|
|
|
Stump
Me Questions Answered in November 2000
|
|
|
Q.: We are all wondering what is the derivation of the very nasty word, "kike"?
-
Marcia G.
|
|
|
A.: OK, I asked a rabbi who gave me the following answer. He says he's
pretty sure this is where it came from.
"Keikl" (pronounced KY-kle) is yiddish word meaning "circle." Jewish immigrants would sign
their papers at Ellis Island with a Keikl or a Keikleh (a "little circle"), since they were unwilling
to make an "X." Once they started working as storekeepers or peddlers, they continued to use keikls instead
of X's to sign account books and other documents. So Jews became known to Ellis Island
immigration inspectors, and others throughout the country, as
"keikl men" or "kikes."
I know, I expected something a little more, too.
|
|
Q.: Why do you
have to pee so much when you drink beer?
-
Kelly L.
|
|
|
|
A.: Did you go to
college with me?

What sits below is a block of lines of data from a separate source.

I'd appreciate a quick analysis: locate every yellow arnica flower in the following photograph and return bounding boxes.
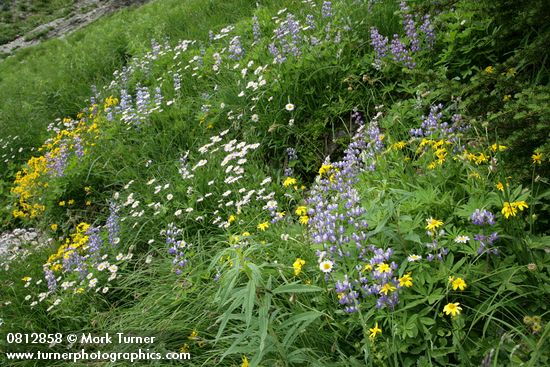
[369,322,382,340]
[319,260,334,273]
[292,258,306,276]
[380,283,397,296]
[283,177,297,187]
[531,153,542,164]
[426,217,443,231]
[319,164,332,176]
[502,201,529,219]
[376,263,391,274]
[399,273,412,288]
[451,278,466,291]
[295,205,307,215]
[491,143,508,152]
[443,302,462,317]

This sounds a lot like one of the questions
everyone used to ask me at bars.
Besides drinking the extra liquid, alcohol
is the reason. Alcohol is a diuretic, which actively flushes the
fluids out of your body. By the way, a hangover is a result of
the dehydration from going to the bathroom all the time. So to
prevent hangovers, and still be able to have another beer, drink
a glass of water every so often.
|
|
Q.: What is the origin of the childhood playground song/dance titled "Ring
Around The Rosy."
-
Mike D.
|
|
A.: Well, it's
about time someone from my office stepped up to the challenge.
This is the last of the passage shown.